Vantage Point boasts a handful of actors we are happy to follow, thrown against a backdrop of loud bangs and fast cuts to keep us intrigued. Despite all that, the movie only convinces us that what appears fine on paper sometimes will not look as good on screen despite the director’s best efforts.

Writer Barry L Levy’s clever construct for a thriller no doubt had studio executives’ pulses racing with glee and helped assemble an eminently watchable cast. The premise is an assassination attempt on the US president seen through different perspectives, which affords us a better grasp of the events than the actual protagonists.

However, what is genuinely arresting the first time around, and adequately intriguing the second, becomes repetitive and even numbing by the denouement. Indeed, you may even feel as though you have been cheated into seeing a 23-minute short film blown out to an hour and a half.

The US president (William Hurt) is in the Spanish city of Salamanca for an international counter-terrorism summit. While delivering a speech on stage, he is gunned down. News crew producer Rex Brooks (Sigourney Weaver) is particularly shocked, sensing her moment to create TV history, that is until a bomb blast kills her reporter on the scene. Then the movie rewinds 23 minutes to show us the events from the viewpoint of Secret Service agent Thomas Barnes (Dennis Quaid). Then again, and again, and again. And then again. We are treated to the perspectives of a suspicious local police officer (Eduardo Noriega), a hapless American tourist (Forest Whitaker) and the president himself for what is a total of six punishing renditions of the same events. Sadly, what is genuinely arresting the first time becomes almost annoying by the time all the plot’s pieces are sewn together in the final installment. Matters are not helped by the fact that the puzzle’s clues are parceled so awkwardly (“Oh my God!” when something shocking happens off screen) that the audience will feel baited and manipulated, and rightly so.

Despite its premise involving the US president and terrorism, the movie stays apolitical throughout. It cannot engage the audience with any of its messages, simply because there are none, and depends instead on the energy and suspense it generates. First-time director Pete Travis manages that in the first half hour with his anxiety-inducing editing owing a lot to Paul Greengrass. Then the curiosity evaporates and the movie becomes a cinematic equivalent of a formulaic novel where you read on because you want to see the conclusion, but without deriving any satisfaction.
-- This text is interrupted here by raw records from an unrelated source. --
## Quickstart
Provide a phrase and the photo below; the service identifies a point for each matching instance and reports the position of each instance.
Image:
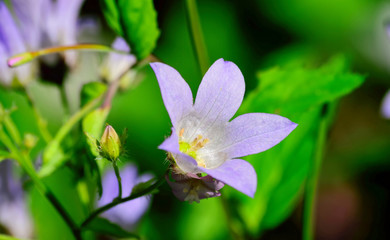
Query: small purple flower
(11, 43)
(14, 213)
(129, 213)
(204, 141)
(385, 106)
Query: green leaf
(4, 155)
(91, 91)
(143, 186)
(295, 92)
(135, 21)
(291, 91)
(105, 227)
(93, 125)
(6, 237)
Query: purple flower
(385, 106)
(129, 213)
(14, 214)
(11, 43)
(203, 140)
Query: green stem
(42, 124)
(24, 161)
(312, 181)
(53, 146)
(229, 218)
(197, 36)
(116, 202)
(12, 129)
(64, 100)
(118, 177)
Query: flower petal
(220, 93)
(385, 106)
(175, 91)
(185, 162)
(237, 173)
(9, 32)
(256, 132)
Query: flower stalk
(118, 177)
(312, 180)
(25, 163)
(116, 202)
(197, 36)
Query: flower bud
(110, 144)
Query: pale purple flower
(116, 64)
(385, 106)
(203, 140)
(11, 43)
(14, 214)
(129, 213)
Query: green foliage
(105, 227)
(294, 90)
(135, 21)
(6, 237)
(91, 91)
(296, 93)
(140, 187)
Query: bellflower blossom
(204, 141)
(11, 43)
(116, 64)
(385, 106)
(129, 213)
(14, 214)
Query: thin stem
(65, 129)
(24, 161)
(233, 231)
(42, 123)
(197, 36)
(118, 177)
(116, 202)
(312, 181)
(64, 100)
(12, 129)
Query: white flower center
(201, 140)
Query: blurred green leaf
(91, 91)
(105, 227)
(6, 237)
(48, 223)
(203, 221)
(4, 155)
(135, 21)
(292, 91)
(143, 186)
(295, 92)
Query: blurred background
(353, 193)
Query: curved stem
(25, 163)
(118, 177)
(108, 206)
(312, 181)
(197, 36)
(42, 123)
The script is too busy holding its tricky structure together and does not adequately develop its characters into believable human beings. The actors somehow acknowledge this with their performances, seemingly content to maintain the movie’s hysterical tone. Only Hurt registers adequately as a dignified authority figure. Lost star Matthew Fox is squandered as Quaid’s partner while Oscar-winner Whitaker is merely a superfluous plot instrument. All in all, you could do a lot worse than go and see Vantage Point, but with the marquee still boasting worthy titles from the recent awards season you could also do a lot better.